True to a monarchical commitment dating back to the unification of crowns and parliaments, Charles III undertook to maintain the privileges of the Presbyterian Church of Scotland, and Scottish Prime Minister Nicola Sturgeon was one of the signatories of the proclamation , and shouted, like everyone else, God save the king . But his country is one of the problems that Carlos faces, in a kingdom more disunited than united, with half of the Scots in favor of independence, sovereign sentiment on the rise in Wales and a good part of the inhabitants of Ulster predisposed to reunification.

But for Carlos III it was above all about putting the house in order, the unity of the Windsors first, and that of the country afterwards. His two sons (William and Henry) and their respective wives (Catalina and Meghan) met and were photographed together on the grounds of Windsor Castle, after months without speaking to each other, since the little boy, dissatisfied with the supporting role he had relegated, he made a kind of abdication and went into exile in California amid public denunciations of racism in the palace.

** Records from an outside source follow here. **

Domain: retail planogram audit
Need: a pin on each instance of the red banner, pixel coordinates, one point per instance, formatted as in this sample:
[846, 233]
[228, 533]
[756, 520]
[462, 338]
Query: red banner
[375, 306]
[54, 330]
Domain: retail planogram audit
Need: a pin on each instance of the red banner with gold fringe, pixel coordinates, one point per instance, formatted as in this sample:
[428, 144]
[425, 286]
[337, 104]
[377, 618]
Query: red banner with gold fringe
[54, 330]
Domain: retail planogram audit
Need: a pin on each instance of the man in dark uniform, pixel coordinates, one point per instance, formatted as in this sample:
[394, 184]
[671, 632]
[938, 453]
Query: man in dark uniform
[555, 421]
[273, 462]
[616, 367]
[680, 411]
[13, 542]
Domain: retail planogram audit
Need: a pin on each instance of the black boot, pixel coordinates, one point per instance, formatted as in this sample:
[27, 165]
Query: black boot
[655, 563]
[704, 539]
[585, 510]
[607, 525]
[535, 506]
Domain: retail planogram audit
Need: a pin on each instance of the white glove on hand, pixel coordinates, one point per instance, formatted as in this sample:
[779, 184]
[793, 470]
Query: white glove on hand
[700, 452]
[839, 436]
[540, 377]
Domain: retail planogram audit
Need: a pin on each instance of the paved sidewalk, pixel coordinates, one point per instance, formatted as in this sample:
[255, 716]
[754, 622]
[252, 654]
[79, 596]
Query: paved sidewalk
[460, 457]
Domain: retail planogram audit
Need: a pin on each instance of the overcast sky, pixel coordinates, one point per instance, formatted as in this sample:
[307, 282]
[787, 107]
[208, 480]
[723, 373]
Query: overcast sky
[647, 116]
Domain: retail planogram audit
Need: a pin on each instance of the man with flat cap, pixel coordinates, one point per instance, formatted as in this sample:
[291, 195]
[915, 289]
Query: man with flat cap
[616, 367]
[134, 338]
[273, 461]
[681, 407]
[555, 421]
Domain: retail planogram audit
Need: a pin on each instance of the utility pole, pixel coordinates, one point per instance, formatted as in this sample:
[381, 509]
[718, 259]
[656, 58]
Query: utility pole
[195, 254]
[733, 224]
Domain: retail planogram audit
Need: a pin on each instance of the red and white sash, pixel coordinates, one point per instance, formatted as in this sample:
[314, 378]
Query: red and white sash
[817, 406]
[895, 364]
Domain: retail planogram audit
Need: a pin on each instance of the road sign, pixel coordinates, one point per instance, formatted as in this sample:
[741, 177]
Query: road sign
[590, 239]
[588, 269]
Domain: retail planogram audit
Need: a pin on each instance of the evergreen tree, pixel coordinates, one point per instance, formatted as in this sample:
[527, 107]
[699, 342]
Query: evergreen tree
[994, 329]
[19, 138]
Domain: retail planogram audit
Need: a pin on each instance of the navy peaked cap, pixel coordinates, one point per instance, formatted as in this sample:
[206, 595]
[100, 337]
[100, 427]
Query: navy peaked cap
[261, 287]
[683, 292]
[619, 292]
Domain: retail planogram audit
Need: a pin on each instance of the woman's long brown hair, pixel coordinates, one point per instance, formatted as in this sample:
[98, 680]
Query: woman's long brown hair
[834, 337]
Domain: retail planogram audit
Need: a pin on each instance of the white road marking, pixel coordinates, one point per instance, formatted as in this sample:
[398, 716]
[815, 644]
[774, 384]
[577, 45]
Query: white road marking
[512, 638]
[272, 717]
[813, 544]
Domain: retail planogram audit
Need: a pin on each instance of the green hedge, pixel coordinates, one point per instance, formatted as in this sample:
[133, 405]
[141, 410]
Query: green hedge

An aging population that, however, does not want more immigrants who would have to pay their pensions, a Brexit whose advantages have not been found so far but its drawbacks (drop in exports, higher tariffs, lack of supplies and of labor due to the massive exodus of workers from the EU...), a public debt that exceeds 100% of GDP, a government that caters to the interests of landlords, shareholders, real estate tycoons, homeowners , investment funds and retirees, a chronic lack of homes for the elderly and sick at affordable prices, precarious employment, a generation of young people who cannot afford to buy a flat or pay for university studies... That is the Great Britain inherited by Carlos III and Liz Truss, who need to demonstrate as soon as possible that capitalism is still capable of distributing prosperity and has enough heart to correct the bleeding inequalities between the ri cos and the poor, the bankers who earn seven-figure salaries and those who depend on state subsidies. Kate Hudson and Matthew McConaughey starred in a 2003 comedy titled How to Lose a Guy in Ten Days. In this case it would be a drama that is on the way to tragedy. How to lose a country in ten years.

After the fall of Johnson, the conservatives are like the parishioners who have thrown out a popular vicar because he got drunk at the altar, but now they regret it. After the death of Elizabeth II, the British people feel orphaned in a hostile climate, in the midst of the storm, have serious doubts about Truss and wonder if they can trust Charles III. A world that ends and another that knocks on the door.

Brave New World from Aldous Huxley's novel? At the end of the road, the dreams you carry in you will come true, in a new and happy world, Karina sang at Eurovision in 1971. She was second. The British would comply. Definitely.